MORON, à la princesse. Bon, madame. (au prince.) Courage, seigneur. (à la princesse.) Il en tient. (au prince.) Ne vous défaites pas.

LA PRINCESSE, à Euryale. Ne trouvez-vous pas que j'ai raison, et que ce prince a tout le mérite qu'on peut avoir?

MORON, bas, au prince. Remettez-vous et songez à répondre.

LA PRINCESSE. D'où vient, prince, que vous ne dites mot et semblez interdit?

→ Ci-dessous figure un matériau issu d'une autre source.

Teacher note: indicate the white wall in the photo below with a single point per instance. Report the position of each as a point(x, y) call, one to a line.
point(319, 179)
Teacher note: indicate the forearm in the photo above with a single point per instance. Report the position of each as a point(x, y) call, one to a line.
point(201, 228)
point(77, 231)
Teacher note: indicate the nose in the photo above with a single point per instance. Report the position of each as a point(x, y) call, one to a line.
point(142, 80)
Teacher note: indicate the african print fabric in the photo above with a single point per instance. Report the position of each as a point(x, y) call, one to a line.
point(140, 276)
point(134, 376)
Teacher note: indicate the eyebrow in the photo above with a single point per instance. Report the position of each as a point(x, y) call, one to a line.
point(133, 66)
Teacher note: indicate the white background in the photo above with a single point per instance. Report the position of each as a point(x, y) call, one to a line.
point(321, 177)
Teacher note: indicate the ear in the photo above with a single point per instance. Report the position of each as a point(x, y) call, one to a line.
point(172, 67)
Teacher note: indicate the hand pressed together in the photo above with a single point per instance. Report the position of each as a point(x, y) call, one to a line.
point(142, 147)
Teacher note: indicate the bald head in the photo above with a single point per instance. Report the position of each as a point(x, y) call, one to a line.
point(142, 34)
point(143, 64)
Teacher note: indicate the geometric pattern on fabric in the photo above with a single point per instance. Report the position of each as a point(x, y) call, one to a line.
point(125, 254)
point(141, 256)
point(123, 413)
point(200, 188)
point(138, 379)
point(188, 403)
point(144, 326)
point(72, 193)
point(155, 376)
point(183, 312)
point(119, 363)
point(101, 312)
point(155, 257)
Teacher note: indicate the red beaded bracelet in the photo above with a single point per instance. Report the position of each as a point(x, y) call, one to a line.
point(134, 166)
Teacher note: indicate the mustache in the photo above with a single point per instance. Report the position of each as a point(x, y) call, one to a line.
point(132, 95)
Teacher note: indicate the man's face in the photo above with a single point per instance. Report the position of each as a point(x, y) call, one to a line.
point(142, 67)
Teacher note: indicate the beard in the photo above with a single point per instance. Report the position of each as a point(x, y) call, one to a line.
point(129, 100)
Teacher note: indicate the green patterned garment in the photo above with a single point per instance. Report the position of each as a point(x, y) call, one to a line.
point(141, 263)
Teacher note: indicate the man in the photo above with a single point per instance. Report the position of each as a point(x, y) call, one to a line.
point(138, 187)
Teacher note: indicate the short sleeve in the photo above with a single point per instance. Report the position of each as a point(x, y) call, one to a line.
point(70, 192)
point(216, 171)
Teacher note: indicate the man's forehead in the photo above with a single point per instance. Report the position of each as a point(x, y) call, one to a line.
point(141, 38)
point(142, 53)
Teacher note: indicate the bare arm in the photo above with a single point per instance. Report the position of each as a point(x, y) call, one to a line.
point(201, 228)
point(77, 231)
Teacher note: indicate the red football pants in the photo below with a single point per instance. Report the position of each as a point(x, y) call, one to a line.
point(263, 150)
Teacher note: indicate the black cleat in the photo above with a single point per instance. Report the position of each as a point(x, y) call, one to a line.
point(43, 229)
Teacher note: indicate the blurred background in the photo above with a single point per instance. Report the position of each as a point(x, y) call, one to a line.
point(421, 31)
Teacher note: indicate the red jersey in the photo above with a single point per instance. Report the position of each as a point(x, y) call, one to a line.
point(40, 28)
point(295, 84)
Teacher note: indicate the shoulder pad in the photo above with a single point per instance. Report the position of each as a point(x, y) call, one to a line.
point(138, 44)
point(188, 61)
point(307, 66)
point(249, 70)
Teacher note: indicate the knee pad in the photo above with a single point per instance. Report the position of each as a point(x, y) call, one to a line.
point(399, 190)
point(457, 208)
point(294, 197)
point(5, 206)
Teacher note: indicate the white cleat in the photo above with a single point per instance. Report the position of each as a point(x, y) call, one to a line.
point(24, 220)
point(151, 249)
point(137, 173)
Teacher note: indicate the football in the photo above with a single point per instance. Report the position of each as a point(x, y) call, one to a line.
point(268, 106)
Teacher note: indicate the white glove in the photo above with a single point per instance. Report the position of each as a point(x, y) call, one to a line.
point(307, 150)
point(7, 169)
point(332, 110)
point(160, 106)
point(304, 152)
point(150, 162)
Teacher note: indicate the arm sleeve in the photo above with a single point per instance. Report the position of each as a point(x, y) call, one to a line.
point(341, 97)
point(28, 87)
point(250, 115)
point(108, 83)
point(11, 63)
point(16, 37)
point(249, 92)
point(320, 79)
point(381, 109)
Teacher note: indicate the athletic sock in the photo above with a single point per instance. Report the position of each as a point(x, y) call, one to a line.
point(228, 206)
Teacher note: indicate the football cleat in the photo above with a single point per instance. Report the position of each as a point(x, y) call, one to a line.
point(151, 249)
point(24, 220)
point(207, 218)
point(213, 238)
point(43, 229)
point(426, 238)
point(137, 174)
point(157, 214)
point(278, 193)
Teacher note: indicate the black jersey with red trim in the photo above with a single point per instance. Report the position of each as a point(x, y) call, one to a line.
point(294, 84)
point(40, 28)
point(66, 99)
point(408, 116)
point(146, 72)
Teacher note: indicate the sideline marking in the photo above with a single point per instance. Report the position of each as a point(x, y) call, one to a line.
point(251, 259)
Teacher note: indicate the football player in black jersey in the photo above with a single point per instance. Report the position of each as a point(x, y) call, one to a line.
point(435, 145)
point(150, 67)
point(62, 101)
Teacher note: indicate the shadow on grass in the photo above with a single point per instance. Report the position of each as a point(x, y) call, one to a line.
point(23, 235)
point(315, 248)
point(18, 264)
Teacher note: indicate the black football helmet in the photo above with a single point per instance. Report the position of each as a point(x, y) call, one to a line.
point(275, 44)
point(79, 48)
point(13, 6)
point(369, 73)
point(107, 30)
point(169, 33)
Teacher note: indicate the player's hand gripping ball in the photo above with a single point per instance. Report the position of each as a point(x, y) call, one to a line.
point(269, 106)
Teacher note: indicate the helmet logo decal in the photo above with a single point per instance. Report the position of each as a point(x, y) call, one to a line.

EURYALE. Je le suis, à la vérité; et j'admire, madame, comme le ciel a pu former deux ames aussi semblables en tout que les nôtres, deux ames en qui l'on ait vu une plus grande conformité de sentiments, qui aient fait éclater dans le même temps une résolution à braver les traits de l'amour, et qui, dans le même moment, aient fait paroître une égale facilité à perdre le nom d'insensibles; car enfin, madame, puisque votre exemple m'autorise, je ne feindrai point de vous dire que l'amour aujourd'hui s'est rendu maître de mon cœur, et qu'une des princesses vos cousines, l'aimable et belle Aglante, a renversé d'un coup d'œil tous les projets de ma fierté. Je suis ravi, madame, que, par cette égalité de défaite, nous n'ayons rien à nous reprocher l'un à l'autre; et je ne doute point que, comme je vous loue infiniment de votre choix, vous n'approuviez aussi le mien. Il faut que ce miracle éclate aux yeux de tout le monde, et nous ne devons point différer à nous rendre tous deux contents. Pour moi, madame, je vous sollicite de vos suffrages pour obtenir celle que je souhaite, et vous trouverez bon que j'aille de ce pas en faire la demande au prince votre père.

MORON, bas, à Euryale. Ah! digne, ah! brave cour!